I'm not sure this is a 100% fix, but it's what I did, and my ethernet is working now.

In terminal...

cd /etc/netplan

sudo pico config.yaml # create the .yaml file and add the following text


network:
  version: 2
  renderer: NetworkManager


sudo netplan generate

sudo netplan apply

reboot
heynnema
  • 70,711
  • Thanks @heynnema but this did not work. To revert I have deleted the .yaml file and run the netplan generate and apply commands. Is that enough or any further steps are required? – lgraba Sep 04 '18 at 13:44
  • @lgraba no extra steps are required, but leaving this configuration will do no harm if you wish to continue using NetworkManager. If you wish to use resolved, you'll need to use a different .yaml file. Check your cabling for a bad/incorrect ethernet cable, or bad ethernet port on your switch/hub/router. – heynnema Sep 04 '18 at 13:50
  • I just did test the cabling and it works, as well as the router and DHCP. I have made Ethernet work using a very specific workaround, just edited the question with "Edit 3" to describe the procedure. – lgraba Sep 04 '18 at 14:08
  • Edit your question to include the output of sudo lshw -c network and dkms status and report back. – heynnema Sep 04 '18 at 14:11
  • Added the output of dkms status as requested.
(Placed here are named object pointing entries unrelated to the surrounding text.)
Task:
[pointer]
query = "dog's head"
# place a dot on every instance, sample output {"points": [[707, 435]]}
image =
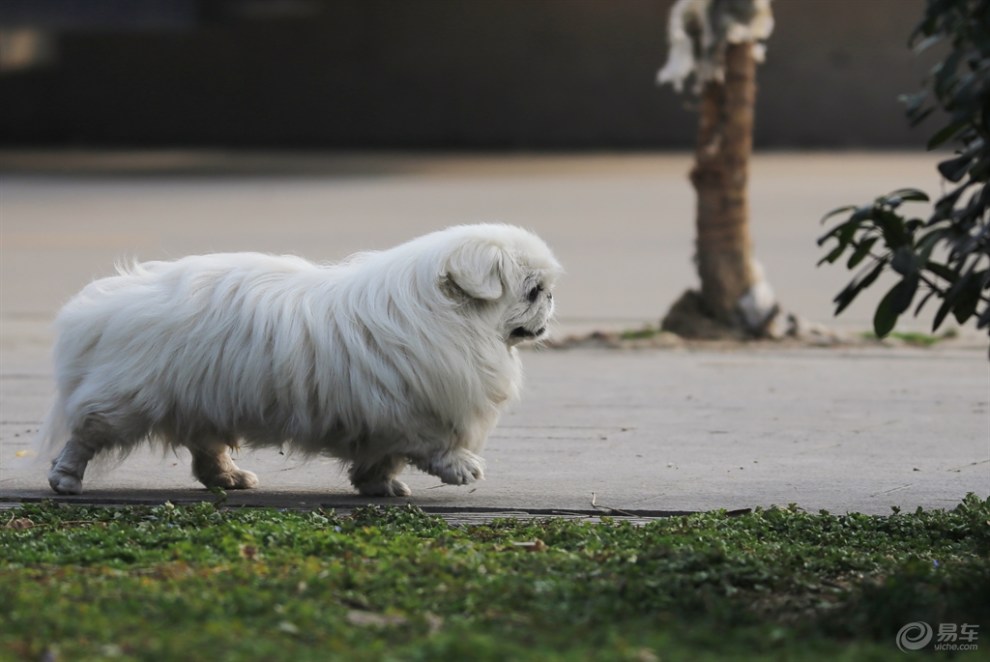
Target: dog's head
{"points": [[507, 270]]}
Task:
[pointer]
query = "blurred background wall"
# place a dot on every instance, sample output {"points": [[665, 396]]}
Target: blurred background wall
{"points": [[446, 74]]}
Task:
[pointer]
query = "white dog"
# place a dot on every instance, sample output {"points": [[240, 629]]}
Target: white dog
{"points": [[404, 355]]}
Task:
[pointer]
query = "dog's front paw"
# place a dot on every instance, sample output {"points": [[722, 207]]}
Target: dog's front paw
{"points": [[237, 479], [460, 467]]}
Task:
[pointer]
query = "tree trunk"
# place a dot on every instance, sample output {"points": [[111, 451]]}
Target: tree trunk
{"points": [[720, 179]]}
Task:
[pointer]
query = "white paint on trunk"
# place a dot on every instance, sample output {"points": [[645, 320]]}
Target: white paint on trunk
{"points": [[758, 304], [698, 32]]}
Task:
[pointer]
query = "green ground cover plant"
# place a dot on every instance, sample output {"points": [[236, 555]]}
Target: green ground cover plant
{"points": [[207, 582]]}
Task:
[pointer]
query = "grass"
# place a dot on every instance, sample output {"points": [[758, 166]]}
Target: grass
{"points": [[205, 582], [915, 338]]}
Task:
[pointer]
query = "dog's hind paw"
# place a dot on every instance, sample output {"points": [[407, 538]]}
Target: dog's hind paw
{"points": [[390, 487], [64, 483]]}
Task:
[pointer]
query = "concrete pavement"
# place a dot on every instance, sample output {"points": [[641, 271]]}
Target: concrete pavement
{"points": [[859, 428]]}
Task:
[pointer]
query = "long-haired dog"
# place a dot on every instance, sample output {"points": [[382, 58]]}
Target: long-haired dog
{"points": [[391, 357]]}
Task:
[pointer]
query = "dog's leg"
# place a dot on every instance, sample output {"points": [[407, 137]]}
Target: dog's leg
{"points": [[68, 467], [213, 467], [454, 467], [87, 440], [379, 478]]}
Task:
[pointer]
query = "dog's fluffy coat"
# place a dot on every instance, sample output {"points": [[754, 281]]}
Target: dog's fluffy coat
{"points": [[389, 357]]}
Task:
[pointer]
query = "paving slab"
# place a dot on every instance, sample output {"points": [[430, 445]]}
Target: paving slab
{"points": [[646, 432]]}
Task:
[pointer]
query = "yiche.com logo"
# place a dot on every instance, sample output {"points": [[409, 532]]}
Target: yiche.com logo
{"points": [[914, 636]]}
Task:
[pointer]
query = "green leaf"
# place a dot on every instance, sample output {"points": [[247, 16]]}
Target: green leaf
{"points": [[895, 302], [852, 290], [942, 271], [861, 252], [910, 195]]}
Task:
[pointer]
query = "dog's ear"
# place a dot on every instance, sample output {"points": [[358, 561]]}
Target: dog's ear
{"points": [[478, 268]]}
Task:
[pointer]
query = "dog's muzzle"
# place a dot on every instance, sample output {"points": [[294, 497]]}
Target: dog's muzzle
{"points": [[523, 333]]}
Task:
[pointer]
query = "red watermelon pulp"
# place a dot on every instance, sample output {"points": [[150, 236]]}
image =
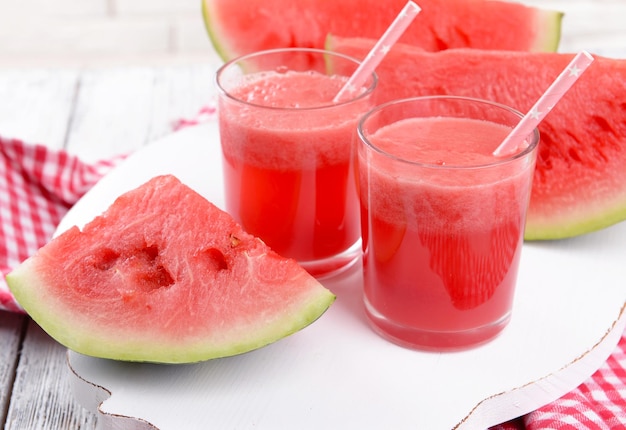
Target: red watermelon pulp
{"points": [[165, 276], [580, 179], [242, 27]]}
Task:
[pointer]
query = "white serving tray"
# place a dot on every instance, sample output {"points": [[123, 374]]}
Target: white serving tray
{"points": [[337, 373]]}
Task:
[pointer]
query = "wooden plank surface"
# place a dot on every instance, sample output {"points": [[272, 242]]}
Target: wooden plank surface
{"points": [[94, 114]]}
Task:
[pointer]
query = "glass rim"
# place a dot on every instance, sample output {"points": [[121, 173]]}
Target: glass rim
{"points": [[534, 141], [369, 90]]}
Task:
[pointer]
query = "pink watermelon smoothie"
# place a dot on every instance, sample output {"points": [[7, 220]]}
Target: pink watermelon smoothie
{"points": [[287, 165], [442, 240]]}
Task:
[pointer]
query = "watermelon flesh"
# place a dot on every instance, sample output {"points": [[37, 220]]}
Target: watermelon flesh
{"points": [[580, 179], [242, 27], [165, 276]]}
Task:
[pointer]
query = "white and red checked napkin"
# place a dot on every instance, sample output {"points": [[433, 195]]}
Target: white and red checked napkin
{"points": [[38, 186]]}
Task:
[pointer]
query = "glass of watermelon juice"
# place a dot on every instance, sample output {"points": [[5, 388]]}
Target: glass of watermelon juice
{"points": [[287, 153], [442, 219]]}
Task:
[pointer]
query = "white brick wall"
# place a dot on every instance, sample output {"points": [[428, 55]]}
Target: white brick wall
{"points": [[96, 32]]}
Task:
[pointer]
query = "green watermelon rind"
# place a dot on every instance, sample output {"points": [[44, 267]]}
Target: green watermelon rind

The output of sudo lswh -c network can be found early in the question and have not changed since then. – lgraba Sep 04 '18 at 14:29
  • That dkms status output doesn't look right. Show me ls -al /var/lib/dkms and ls -al /usr/src. Are network:0 and network:1 physical ports on your ethernet card, or are you defining those elsewhere? What version r8168-dkms is available to you? 8.0.41-8.0.46? – heynnema Sep 04 '18 at 14:45
  • sorry, please allow me some time to edit the question and remove the comments. – lgraba Sep 04 '18 at 14:59
  • I have added the formatted information to the end of the answer. I have ommited the recursive option for ls -alR /var/lib/dkms since the only directory there is nvidia whose driver is not being used currently. If you really need this info please let me know and I will further edit the question. – lgraba Sep 04 '18 at 15:08
  • ah... the dkms status error is because dkms thinks there's a nvidia driver, but the /usr/src/nividia-390.67 source folder is missing. Do sudo dkms remove nvidia/390.67 -k kernel-4.13.0-45-generic/x86_64. See man dkms if you need to tweak my dkms remove command for your configuration. Is the ethernet cable from your computer plugged into a switch or hub or router or cable modem? Try it directly to the router or cable modem. Did you tell me what r8168-dkms driver you have access to? – heynnema Sep 04 '18 at 16:18
0

After some days I have noticed that the issue was solved. My best bet is that a system update did the trick.

In the meanwhile when the issue was not yet "solved by itself", what I did was enter the BIOS and disable secure boot every time I restarted the machine. It was mandatory, even though my BIOS was keeping the settings.